I don’t know why you clicked on this specific link or if you are familiar with my hospitalization in the March of 2021 or not. I don’t know if you knew me before or only after then but all I can say is that psychosis, at least the manic psychotic break I experienced, has covertly dismantled so much of me and my identity.
In some ways it’s not so bad. I’m lucky to only be currently on an anti-anxiety med and melatonin for sleep maintenance insomnia that I have under control now. I’ve not had a recurrence of hallucinations, delusions, or a tangled web of rapid thought since that episode. In fact sometimes I think I have more bouts of reasonable optimism and general level headedness than I’ve had in the past. I think in some ways I’ve been so thoroughly scared by my experience it’s rare I entertain certain thought patterns or isolation. But that fear goes beyond scaring me into keep up with therapy and join social activities for my own wellbeing.

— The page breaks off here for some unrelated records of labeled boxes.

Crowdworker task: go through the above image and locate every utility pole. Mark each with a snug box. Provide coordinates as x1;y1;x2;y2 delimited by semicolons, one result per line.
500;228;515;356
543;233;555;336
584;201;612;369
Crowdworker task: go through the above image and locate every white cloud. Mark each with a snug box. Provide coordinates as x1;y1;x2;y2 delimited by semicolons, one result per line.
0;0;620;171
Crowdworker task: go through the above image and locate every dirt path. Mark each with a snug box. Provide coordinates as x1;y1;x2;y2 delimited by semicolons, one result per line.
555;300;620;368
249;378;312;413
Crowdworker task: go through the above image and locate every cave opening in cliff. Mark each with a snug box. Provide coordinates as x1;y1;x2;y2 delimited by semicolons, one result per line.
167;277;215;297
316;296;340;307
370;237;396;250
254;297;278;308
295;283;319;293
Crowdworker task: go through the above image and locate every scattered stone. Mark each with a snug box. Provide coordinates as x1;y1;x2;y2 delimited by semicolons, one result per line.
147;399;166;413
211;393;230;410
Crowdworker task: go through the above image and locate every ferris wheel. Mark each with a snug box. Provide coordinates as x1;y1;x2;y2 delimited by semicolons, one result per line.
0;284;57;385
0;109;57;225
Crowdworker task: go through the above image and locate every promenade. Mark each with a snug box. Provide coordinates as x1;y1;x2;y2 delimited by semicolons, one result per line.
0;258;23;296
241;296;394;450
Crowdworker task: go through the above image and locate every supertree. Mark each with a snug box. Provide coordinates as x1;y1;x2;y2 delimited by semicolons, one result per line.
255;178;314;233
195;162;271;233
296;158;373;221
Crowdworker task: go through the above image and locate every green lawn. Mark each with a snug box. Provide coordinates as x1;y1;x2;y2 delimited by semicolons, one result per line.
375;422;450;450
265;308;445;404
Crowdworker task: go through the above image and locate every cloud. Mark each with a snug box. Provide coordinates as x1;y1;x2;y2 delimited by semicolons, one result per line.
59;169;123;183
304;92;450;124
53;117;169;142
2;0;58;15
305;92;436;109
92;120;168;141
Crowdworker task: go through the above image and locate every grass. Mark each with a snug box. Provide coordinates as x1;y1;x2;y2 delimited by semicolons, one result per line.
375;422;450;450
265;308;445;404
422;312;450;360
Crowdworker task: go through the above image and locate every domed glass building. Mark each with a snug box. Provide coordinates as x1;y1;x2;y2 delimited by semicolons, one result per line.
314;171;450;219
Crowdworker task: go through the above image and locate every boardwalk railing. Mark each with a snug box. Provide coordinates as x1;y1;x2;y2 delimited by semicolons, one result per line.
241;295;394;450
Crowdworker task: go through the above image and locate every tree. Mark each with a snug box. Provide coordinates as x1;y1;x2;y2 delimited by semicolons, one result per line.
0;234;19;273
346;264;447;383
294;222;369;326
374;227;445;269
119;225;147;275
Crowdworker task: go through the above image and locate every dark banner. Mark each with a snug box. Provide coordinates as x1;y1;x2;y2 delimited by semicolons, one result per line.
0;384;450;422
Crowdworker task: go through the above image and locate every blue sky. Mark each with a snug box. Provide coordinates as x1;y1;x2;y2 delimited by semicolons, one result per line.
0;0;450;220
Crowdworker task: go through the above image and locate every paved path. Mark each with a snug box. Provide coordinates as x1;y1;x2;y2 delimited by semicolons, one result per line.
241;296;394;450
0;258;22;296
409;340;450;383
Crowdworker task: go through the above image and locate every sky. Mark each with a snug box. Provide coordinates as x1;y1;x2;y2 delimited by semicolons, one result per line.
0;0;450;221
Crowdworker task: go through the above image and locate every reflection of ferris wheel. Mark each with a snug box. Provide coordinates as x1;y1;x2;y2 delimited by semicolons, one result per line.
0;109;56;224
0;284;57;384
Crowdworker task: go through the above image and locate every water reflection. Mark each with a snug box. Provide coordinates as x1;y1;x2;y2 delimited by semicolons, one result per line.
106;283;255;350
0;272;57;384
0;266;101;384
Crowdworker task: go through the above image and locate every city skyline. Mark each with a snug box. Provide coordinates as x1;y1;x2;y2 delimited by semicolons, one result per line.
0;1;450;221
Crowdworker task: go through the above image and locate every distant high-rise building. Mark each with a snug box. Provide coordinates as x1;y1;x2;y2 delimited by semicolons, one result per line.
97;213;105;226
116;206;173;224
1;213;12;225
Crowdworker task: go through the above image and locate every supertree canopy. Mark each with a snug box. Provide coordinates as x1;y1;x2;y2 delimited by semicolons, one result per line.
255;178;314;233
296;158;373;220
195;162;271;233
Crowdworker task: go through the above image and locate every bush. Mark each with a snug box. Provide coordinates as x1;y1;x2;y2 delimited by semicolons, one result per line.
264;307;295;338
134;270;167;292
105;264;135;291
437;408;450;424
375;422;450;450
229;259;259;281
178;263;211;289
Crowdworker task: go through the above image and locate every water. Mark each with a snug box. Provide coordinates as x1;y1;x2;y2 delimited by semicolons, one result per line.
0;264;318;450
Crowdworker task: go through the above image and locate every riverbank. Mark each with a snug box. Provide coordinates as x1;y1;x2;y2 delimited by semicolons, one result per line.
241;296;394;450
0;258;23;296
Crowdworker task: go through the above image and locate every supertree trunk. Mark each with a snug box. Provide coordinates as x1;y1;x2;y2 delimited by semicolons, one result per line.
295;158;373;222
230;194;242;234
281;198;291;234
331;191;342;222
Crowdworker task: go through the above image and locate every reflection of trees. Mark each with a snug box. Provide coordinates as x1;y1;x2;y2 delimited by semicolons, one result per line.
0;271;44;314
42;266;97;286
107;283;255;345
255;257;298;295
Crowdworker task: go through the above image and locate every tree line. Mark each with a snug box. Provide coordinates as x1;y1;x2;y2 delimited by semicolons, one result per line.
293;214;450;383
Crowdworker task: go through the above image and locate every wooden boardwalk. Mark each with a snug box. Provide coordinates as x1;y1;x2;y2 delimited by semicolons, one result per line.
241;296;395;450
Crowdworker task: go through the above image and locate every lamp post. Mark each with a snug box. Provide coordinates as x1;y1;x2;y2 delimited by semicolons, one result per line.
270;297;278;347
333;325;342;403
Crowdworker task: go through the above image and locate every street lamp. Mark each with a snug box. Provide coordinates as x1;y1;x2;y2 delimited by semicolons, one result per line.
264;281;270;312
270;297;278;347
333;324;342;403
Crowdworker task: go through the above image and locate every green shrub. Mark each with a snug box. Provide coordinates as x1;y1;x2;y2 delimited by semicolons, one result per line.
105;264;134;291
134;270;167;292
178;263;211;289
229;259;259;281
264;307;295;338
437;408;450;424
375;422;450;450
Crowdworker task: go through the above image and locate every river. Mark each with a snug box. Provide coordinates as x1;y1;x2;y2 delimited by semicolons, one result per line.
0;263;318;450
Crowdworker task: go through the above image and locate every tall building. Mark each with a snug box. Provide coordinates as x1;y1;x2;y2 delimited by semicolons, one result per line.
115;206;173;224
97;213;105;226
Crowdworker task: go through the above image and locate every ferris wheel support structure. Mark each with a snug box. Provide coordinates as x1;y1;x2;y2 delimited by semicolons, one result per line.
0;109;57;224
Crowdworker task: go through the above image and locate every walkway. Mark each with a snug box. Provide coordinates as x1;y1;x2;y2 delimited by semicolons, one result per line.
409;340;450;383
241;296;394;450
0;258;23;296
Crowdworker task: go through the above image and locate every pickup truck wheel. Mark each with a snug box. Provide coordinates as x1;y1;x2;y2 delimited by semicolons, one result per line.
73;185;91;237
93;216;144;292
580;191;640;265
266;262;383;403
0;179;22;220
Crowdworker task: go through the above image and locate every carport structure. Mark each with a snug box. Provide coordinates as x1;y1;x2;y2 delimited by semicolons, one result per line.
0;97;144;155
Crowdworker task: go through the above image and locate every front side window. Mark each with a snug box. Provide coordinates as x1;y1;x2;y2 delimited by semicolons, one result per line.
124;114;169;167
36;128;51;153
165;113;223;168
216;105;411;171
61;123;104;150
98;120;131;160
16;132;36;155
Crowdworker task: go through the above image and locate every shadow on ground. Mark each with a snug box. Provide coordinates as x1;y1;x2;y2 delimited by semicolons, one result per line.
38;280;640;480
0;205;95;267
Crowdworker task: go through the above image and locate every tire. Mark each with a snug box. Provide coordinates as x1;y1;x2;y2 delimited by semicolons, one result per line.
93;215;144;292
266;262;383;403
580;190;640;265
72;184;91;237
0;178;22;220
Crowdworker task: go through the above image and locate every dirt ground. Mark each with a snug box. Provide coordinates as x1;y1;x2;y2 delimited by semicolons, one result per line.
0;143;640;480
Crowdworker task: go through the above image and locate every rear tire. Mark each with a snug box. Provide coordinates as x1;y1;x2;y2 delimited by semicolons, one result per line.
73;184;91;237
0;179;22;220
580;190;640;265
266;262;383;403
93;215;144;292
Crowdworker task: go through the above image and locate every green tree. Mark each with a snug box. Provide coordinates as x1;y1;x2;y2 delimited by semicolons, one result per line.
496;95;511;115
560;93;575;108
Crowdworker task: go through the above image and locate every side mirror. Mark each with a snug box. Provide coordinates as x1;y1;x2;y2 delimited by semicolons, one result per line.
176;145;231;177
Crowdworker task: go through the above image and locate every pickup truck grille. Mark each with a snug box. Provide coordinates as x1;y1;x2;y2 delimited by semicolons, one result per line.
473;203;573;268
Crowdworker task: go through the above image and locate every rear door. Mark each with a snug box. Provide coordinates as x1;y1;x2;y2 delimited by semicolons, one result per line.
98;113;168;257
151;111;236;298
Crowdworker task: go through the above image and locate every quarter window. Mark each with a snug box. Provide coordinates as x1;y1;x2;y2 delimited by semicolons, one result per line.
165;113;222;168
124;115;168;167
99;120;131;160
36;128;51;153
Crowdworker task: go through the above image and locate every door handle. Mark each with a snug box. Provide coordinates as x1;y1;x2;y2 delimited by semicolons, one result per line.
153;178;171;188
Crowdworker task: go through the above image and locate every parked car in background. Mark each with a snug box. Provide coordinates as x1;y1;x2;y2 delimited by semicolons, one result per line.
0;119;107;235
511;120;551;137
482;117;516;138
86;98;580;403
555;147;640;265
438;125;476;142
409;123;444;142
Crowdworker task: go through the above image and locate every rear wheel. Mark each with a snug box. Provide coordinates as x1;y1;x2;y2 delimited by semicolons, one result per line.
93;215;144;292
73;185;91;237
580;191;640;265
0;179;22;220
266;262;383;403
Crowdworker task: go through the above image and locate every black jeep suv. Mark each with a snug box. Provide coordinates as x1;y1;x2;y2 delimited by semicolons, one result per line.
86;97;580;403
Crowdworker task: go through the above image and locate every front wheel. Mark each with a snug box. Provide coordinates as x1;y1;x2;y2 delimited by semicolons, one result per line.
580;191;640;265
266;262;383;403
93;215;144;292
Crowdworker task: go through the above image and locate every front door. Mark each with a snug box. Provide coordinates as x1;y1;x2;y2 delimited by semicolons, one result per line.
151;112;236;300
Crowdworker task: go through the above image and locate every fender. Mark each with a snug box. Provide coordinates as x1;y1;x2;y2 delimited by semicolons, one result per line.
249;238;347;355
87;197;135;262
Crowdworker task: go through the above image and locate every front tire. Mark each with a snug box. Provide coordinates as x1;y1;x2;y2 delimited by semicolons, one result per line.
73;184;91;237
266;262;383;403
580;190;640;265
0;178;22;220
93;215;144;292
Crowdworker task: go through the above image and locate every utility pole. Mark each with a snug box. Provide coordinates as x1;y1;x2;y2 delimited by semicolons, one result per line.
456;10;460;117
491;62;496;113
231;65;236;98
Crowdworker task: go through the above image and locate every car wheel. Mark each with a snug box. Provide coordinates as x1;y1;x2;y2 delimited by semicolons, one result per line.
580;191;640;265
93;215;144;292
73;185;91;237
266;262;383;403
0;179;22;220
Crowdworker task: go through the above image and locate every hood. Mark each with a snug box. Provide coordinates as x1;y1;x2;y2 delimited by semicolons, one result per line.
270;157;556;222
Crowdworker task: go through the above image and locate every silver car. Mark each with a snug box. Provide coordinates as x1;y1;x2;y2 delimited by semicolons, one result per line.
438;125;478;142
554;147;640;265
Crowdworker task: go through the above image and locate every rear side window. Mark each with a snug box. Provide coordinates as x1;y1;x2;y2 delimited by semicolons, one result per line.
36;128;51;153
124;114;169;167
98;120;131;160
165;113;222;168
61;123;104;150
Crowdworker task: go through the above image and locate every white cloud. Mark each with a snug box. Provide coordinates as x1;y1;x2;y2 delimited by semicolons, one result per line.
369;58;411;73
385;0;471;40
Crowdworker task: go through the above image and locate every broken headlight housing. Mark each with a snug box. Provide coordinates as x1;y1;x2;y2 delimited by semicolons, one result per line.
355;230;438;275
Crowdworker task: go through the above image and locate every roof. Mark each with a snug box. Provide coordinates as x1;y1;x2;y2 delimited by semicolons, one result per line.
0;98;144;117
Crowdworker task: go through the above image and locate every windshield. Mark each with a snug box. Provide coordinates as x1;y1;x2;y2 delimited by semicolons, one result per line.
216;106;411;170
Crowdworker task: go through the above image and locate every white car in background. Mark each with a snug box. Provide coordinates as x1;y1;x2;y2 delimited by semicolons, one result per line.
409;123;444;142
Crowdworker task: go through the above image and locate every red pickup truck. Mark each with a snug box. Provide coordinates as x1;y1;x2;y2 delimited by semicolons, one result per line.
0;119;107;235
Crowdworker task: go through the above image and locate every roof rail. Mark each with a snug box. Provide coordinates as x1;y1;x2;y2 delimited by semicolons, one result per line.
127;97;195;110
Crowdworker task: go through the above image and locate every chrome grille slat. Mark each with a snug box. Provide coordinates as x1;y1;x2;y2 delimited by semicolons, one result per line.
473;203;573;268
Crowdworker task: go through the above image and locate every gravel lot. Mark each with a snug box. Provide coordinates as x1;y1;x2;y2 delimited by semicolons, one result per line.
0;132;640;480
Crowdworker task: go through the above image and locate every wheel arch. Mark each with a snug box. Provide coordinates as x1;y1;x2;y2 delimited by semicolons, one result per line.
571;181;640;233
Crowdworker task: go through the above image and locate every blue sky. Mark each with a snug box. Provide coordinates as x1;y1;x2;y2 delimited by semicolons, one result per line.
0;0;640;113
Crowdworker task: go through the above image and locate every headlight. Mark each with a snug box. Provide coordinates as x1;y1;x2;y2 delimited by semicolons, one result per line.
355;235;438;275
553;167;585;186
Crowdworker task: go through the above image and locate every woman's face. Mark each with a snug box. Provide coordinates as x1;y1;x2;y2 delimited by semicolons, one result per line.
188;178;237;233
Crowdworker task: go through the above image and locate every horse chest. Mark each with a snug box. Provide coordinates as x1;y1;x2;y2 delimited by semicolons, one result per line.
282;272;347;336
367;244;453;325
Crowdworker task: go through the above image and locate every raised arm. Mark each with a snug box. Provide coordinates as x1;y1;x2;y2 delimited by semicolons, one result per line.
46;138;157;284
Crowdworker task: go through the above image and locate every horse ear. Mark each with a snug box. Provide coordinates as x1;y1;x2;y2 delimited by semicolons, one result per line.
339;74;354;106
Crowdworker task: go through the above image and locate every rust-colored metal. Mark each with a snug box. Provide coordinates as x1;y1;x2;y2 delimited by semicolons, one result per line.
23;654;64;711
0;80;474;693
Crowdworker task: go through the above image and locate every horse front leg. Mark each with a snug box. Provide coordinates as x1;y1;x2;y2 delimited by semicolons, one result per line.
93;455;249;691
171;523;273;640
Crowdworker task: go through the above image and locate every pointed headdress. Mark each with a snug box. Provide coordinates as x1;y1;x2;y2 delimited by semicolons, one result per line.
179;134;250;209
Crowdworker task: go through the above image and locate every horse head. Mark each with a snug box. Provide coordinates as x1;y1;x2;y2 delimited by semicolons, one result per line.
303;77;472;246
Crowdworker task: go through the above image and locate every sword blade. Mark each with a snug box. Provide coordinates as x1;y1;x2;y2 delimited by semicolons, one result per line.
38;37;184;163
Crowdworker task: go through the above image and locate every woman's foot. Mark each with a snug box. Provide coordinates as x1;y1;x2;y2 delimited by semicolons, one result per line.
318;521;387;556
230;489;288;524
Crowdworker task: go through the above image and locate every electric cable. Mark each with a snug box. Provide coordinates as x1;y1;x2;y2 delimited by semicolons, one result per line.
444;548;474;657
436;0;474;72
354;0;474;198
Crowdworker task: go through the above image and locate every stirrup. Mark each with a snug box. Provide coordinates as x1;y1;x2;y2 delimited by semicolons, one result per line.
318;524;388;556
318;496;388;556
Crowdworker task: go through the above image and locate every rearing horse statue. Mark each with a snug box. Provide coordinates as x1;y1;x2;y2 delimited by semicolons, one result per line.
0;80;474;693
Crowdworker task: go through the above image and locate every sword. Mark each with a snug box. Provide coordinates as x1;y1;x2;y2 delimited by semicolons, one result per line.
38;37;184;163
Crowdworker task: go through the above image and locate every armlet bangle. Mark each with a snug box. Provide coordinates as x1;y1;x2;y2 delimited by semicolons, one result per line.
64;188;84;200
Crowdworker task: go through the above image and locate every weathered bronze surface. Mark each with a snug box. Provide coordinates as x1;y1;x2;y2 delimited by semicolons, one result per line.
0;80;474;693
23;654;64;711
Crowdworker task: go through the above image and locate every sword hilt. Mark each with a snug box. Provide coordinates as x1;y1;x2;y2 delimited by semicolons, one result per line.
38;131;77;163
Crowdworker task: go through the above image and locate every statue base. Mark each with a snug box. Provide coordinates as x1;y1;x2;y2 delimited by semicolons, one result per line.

I can never have claimed to have a fabulously healthy sense of self esteem, but the lack of trust in my gut, my fortitude, and my decision making skills all linger in the back of my mind in a different, pernicious way now. Most difficult for me is how psychosis has pulled the rug of my faith’s understanding of the world and myself out from under me. There’s nothing quite like religious delusions and hallucinations to make you question the validity of religious experience. I can’t help but be painfully aware of the constructs that the mind can compose.
With all the unraveling of the threads of what I have believed for so long, has also come the unraveling of so many of my interests, values, and preferences. The music that I’ve loved listening to and singing now feels like songs of mocking, reminding me that I’ll never get to sing them again with quite the same passion I once had. Books, ideas, and other media that had so profoundly moved me began to feel empty or inaccessible. It’s been a slow progression, not so much a swift rip of the rug but more as if someone has been slowly pulling the threads away so that it’s grown to be a threadbare net holding me over a drop. What will, if anything, catch my fall? How different will it be down there? Unable to know what’s next, doubtful that my belief will resurrect once again like the God I put my belief in.
So, a vacuum is created, but yet there is nothing right at hand to fill it with. There are no quick and dirty alternate ways of conceiving the world. Sure there may be many lens through which to view the world, but you can’t just slot a new one in, it takes time to process, grieve, and salvage what you can. Unfortunately I’ve found it impossible to wrestle with the most important questions of my life or anything really substantial, without feeling like I’m oversharing. As it’s hard, or dare I say utterly useless, to talk about meaningful things generally with people, while ignoring the knowledge, emotions, and change a major life experience or trauma has imbued you with. So unable to dig deeper with other people, I’ve felt cut off and disconnected from many of the new faces I’ve come across, like a shadow of a person, feeling dry and stagnant.
I greatly feared further focusing on my psychosis, including on this site, not wanting to make what I experienced my whole identity. I didn’t want to be a mental health blog. I didn’t want to be person who is Traumatized™ and absolutely must tell you about it. Yet all this has left me with is unresolved questions, with neither answers nor people to bounce possible solutions around with. I’m left still fearing that people can’t handle those conversations or just don’t want to talk about it at all. Lastly, it has left me with a site with very few posts anyway, as anything that would inspire me to write I’ve disregarded, and nothing artificially removed from what’s on my heart and mind can’t get me here.
So ask me an intrusive question. Send this to someone that will find this post shocking. As wonderful as it is that our culture has radically destigmatized anxiety and depression, things like mania and psychosis still feels so far away. Yet oddly enough, the thing that has scared me the most about the idea of writing and posting this, is describing where in faith, or lack thereof, this experience has left me. Ain’t that rich?